Menurutnya tenor 10 tahun yang didapatkan dari penerbitan saat ini masih cukup pendek untuk bisnis infrastruktur. Ke depannya, perseroan akan menjajal peluang penggalangan dana dengan tenggat waktu pembayaran hingga 30—50 tahun.
“Naik pelan-pelan jadi 15 tahun, sampai 50 tahun, sesuai dengan sifat infrastruktur yang kebutuhan dananya besar di depan dan jangka panjang baru kembali. Kami mencegah missmatching dalam tenor pembiayaan,” katanya.
Di luar pendanaan, perseroan tahun ini menargetkan pendapatan dan laba dapat tumbuh sekitar 20 persen terhadap perolehan pada 2019. Perseroan juga menargetkan perolehan kontrak baru bisa tumbuh 83,09 persen dan earning before interest, tax, depreciation, and amortization (EBITDA) 48,43 terhadap perolehan pada tahun lalu.
Ruas Tol Pekanbaru - Dumai
Sementara itu, Direktur Utama PT Mandiri Sekuritas Danif Danusaputro menyampaikan bahwa penerbitan GMTN oleh Hutama Karya menunjukkan bahwa kepercayaan investor asing kepada korporasi di Indonesia, khususnya terhadap perusahaan pelat merah, masih tinggi.

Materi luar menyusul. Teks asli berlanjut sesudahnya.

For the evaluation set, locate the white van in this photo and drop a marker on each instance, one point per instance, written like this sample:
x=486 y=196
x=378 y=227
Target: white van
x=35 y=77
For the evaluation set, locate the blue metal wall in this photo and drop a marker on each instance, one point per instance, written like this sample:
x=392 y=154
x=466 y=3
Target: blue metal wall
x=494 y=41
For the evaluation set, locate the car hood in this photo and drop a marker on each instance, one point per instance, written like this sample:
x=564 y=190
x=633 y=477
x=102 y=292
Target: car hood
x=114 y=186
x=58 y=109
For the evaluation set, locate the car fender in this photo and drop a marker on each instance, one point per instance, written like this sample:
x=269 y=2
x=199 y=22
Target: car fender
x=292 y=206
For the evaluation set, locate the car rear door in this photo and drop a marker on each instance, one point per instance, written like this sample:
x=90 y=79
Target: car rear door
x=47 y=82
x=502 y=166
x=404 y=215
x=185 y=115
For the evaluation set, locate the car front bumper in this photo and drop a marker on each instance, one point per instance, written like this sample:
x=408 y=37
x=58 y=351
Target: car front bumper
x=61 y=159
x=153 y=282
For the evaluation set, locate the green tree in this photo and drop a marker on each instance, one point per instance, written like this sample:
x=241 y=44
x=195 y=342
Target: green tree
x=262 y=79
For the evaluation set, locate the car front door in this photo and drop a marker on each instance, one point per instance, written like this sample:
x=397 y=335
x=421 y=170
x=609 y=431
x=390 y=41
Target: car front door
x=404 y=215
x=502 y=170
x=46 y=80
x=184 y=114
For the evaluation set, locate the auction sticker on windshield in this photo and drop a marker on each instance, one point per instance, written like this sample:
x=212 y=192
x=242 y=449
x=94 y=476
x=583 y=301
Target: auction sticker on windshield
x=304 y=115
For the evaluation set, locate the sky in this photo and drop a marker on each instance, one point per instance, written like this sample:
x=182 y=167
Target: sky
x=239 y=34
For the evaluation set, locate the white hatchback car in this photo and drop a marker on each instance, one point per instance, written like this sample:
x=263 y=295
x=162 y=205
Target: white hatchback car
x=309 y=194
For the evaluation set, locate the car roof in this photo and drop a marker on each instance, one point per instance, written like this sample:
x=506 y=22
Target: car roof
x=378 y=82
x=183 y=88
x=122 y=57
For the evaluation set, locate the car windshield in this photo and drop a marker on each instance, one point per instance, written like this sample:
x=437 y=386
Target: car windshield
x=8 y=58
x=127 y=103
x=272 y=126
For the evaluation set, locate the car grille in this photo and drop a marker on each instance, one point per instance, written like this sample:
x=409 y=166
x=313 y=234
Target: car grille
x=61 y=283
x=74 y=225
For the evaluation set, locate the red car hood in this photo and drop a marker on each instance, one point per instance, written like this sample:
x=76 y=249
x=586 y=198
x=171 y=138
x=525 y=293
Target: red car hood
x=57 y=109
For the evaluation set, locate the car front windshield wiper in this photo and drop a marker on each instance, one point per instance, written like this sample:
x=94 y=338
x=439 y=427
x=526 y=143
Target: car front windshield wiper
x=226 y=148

Menurutnya dengan posisi oversubscribed hingga 5,8 kali, penerbitan surat utang ini dianggap cukup sukses. Pasalnya, hal ini dapat dilakukan ditengah pandemi Covid-19 yang menjadi tantangan berat bagi pasar finansial, baik saham maupun obligasi domestik.

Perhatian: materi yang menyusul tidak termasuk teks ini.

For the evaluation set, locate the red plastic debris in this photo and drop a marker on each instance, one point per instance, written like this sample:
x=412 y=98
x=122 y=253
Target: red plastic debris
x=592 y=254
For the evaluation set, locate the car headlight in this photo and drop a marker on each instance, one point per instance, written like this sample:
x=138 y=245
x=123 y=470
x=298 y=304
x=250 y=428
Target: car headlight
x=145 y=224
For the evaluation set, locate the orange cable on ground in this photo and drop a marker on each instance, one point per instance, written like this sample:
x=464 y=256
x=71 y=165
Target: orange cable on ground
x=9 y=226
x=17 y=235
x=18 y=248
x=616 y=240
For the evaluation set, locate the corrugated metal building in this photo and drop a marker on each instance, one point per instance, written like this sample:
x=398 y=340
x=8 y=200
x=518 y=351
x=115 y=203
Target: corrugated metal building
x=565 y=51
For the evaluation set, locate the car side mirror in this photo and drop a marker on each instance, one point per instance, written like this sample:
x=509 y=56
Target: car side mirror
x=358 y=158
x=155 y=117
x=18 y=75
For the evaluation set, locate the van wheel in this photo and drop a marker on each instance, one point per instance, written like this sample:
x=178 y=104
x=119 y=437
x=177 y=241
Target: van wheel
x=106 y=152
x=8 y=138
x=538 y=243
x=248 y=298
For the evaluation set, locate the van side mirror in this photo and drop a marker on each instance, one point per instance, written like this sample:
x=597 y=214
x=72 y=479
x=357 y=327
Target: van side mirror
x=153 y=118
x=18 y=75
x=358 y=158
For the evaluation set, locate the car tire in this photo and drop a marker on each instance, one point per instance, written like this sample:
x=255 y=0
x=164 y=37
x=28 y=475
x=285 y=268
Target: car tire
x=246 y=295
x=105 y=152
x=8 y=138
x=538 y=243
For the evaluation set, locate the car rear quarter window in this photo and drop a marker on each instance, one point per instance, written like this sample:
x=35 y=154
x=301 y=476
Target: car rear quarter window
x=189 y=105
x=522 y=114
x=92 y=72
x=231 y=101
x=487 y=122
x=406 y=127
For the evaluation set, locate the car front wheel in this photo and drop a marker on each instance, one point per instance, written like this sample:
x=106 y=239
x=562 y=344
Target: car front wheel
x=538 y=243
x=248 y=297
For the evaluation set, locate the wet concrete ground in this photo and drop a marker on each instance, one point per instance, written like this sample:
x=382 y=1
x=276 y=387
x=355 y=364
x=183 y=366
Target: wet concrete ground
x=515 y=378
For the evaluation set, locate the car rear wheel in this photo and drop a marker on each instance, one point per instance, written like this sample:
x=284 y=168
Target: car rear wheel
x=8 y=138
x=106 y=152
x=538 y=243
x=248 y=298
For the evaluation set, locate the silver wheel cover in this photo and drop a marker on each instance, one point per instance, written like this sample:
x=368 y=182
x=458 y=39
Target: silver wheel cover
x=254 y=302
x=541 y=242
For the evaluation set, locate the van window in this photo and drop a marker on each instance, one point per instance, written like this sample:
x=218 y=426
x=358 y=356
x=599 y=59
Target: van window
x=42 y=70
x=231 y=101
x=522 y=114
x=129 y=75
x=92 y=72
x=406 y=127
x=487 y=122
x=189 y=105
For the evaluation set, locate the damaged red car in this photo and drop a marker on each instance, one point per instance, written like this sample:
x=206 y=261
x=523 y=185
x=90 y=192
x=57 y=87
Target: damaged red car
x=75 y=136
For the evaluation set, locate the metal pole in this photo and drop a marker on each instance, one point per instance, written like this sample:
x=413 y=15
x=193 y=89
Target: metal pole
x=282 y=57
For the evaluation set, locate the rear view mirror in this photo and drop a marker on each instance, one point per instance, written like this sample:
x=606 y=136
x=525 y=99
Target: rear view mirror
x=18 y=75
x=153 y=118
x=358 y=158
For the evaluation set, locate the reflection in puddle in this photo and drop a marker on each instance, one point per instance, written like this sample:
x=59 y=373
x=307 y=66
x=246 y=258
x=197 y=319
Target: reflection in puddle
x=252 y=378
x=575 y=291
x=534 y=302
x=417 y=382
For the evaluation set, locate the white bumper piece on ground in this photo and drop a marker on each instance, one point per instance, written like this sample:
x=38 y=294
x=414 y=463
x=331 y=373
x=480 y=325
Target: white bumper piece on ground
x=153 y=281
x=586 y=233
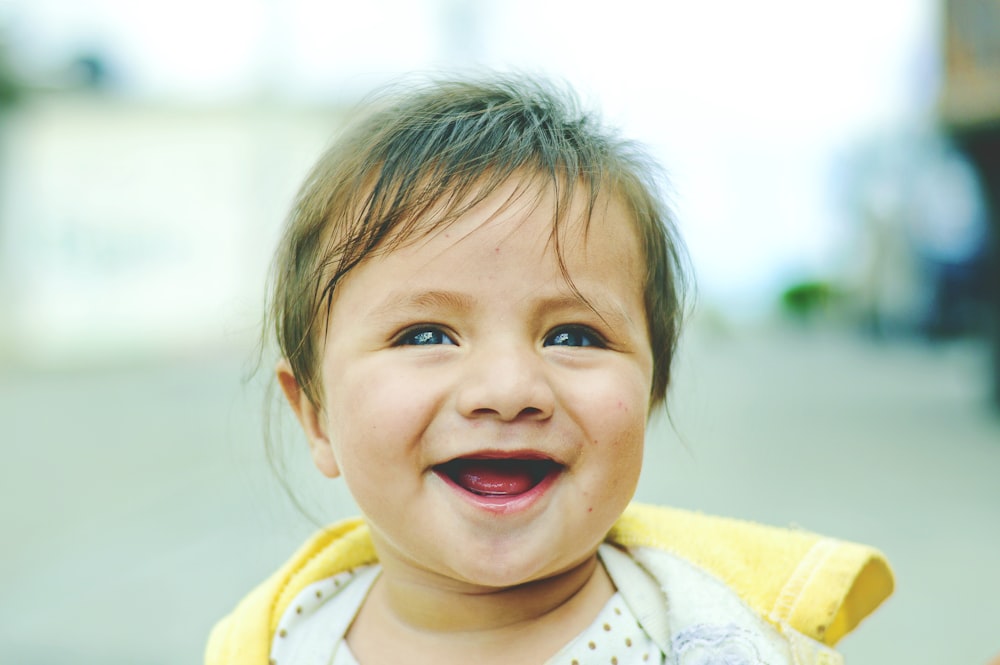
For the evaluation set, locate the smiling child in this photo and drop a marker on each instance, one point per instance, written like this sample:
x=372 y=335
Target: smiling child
x=477 y=300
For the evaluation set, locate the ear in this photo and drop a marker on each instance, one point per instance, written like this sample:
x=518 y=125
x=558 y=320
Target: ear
x=313 y=420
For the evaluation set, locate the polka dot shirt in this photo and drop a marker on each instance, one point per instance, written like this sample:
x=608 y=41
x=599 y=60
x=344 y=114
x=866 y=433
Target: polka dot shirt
x=312 y=630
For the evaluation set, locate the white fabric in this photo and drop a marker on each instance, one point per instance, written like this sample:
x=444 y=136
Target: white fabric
x=666 y=610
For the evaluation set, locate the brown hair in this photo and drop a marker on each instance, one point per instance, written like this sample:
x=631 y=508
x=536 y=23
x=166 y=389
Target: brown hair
x=443 y=146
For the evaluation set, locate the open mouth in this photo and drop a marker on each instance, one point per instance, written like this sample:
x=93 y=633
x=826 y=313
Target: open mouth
x=501 y=477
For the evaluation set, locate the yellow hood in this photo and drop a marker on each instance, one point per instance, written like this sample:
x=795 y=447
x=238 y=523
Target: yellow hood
x=821 y=587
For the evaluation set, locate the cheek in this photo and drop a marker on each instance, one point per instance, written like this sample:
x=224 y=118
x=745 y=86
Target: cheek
x=376 y=413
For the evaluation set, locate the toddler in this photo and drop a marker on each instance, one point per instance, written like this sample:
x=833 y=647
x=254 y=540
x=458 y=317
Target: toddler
x=477 y=302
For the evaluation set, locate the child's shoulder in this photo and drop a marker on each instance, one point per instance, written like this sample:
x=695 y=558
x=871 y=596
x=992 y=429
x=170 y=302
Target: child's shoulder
x=727 y=583
x=801 y=584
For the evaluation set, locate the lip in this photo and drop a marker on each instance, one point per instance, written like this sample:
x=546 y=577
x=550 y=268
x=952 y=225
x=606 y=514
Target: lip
x=504 y=504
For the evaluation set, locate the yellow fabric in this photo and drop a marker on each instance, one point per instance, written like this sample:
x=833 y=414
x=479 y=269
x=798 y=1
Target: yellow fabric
x=819 y=586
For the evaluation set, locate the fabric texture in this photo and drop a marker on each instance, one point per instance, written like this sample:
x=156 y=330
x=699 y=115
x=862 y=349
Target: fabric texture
x=819 y=587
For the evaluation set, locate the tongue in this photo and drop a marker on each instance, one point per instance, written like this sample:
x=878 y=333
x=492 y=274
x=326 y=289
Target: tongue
x=496 y=477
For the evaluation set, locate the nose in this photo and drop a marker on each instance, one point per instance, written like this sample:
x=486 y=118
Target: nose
x=505 y=382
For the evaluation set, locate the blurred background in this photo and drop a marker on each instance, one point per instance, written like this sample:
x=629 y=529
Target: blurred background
x=836 y=175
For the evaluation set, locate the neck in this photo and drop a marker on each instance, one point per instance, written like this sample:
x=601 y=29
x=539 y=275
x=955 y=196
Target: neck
x=426 y=606
x=423 y=621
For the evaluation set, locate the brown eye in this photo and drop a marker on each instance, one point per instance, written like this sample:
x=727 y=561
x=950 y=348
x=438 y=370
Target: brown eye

Dia juga menjelaskan, kepercayaan investor dapat dilihat dari distribusinya yang sebanyak 42 persen diserap oleh investor Asia, investor Eropa, Timur Tengah, dan Afrika 30 persen, serta investor Amerika 28 persen. Tipe investor yang membeli obligasi ini juga dinilai termasuk dalam kategori high quality investor.
“Banyak enquiry dari investor asing yang benar-benar menunjukkan bahwa issuance dari indonesia, dalam hal ini BUMN, masih sangat dipercaya investor asing, dan kita tahu kondisi market yang cukup volatile,” jelasnya.

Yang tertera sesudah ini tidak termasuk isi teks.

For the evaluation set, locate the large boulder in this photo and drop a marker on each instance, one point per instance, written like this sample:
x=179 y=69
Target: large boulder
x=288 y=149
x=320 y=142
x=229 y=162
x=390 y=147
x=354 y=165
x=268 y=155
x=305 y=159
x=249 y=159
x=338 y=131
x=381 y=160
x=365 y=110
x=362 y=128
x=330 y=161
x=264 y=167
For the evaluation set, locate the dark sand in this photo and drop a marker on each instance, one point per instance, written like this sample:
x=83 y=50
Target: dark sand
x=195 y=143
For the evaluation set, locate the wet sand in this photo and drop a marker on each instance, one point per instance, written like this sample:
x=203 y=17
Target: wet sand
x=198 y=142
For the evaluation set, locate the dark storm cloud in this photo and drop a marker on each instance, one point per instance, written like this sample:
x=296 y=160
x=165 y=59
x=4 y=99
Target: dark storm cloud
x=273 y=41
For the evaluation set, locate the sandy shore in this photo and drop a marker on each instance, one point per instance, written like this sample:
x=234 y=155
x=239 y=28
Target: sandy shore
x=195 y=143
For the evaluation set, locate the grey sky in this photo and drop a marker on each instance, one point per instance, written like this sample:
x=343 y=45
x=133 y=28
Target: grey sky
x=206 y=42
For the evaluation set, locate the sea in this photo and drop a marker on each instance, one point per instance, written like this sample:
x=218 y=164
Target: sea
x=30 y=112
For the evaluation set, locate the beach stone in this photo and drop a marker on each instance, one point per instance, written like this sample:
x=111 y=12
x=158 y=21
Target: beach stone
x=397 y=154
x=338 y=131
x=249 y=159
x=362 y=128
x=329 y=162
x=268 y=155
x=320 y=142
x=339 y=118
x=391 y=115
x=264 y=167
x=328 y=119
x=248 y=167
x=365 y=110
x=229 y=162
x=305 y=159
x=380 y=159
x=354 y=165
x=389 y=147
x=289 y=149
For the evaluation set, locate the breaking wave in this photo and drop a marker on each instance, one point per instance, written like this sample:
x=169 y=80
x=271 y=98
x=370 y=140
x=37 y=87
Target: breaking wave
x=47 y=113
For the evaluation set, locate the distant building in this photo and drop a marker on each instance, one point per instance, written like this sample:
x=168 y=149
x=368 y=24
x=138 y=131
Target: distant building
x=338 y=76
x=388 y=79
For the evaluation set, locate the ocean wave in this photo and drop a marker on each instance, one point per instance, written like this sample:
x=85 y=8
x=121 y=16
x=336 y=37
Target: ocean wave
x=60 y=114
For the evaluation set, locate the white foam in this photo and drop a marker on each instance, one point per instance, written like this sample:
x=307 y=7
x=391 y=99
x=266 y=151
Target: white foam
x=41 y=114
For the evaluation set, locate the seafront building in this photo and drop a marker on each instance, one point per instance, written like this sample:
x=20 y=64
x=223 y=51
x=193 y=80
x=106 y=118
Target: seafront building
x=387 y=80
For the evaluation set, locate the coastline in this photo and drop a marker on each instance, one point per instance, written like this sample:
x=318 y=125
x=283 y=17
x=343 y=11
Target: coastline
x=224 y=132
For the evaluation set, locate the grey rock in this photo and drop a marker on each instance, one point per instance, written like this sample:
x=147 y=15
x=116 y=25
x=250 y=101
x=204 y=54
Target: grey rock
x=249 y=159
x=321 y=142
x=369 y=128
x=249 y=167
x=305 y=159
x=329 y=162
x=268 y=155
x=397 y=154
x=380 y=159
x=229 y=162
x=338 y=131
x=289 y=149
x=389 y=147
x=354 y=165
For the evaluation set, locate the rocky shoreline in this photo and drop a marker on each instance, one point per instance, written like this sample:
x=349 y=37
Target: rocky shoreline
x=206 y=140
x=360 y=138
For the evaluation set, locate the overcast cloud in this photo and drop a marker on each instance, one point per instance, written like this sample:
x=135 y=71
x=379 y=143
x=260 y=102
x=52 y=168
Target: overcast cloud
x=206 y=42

Tol ruas Terbanggi Besar - Pematang Panggang - Kayuagung (Terpeka)
Sebelumnya, lembaga pemeringkat internasional Moody's Investors Service untuk pertama kalinya memberikan peringkat Baa2 kepada PT Hutama Karya (Persero) untuk program global medium term note (GMTN).
Moody’s juga memberikan peringkat Baa2 untuk obligasi global Hutama Karya yang dijaminkan oleh pemerintah Indonesia atau guaranteed bond dengan mata uang dolar AS di bawah program GMTN senilai US$1,5 miliar.
Penerbitan rating untuk program GMTN dan obligasi itu sendiri dianggap sejalan dengan rating pemerintah Indonesia yakni Baa2 dengan outlook stabil. Artinya, baik program dan obligasi itu sendiri disebutkan akan diuntungkan karena jaminan dari pemerintah Indonesia.
Peringkat untuk obligasi yang akan diterbitkan itu diberikan setelah Moody’s turt menyematkan peringkat Baa3 untuk Long-Term Foreign-Currency Issuer Rating dengan menetapkan prospek stabil kepada Hutama Karya.
Sebagai penerbit obligasi yang berelasi dengan pemerintah (government-related issuer), peringkat yang itu merupakan gabungan dari baseline credit assessment (BCA) dan four-notch uplift.
Sebelumnya, lembaga pemeringkat internasional lainnya, Fitch Ratings turut menyematkan peringkat BBB- untuk Long Term Foreign-Currency Issuer Rating dan AA+(in) untuk National Long Term Rating kepada Hutama Karya dengan outlook stabil.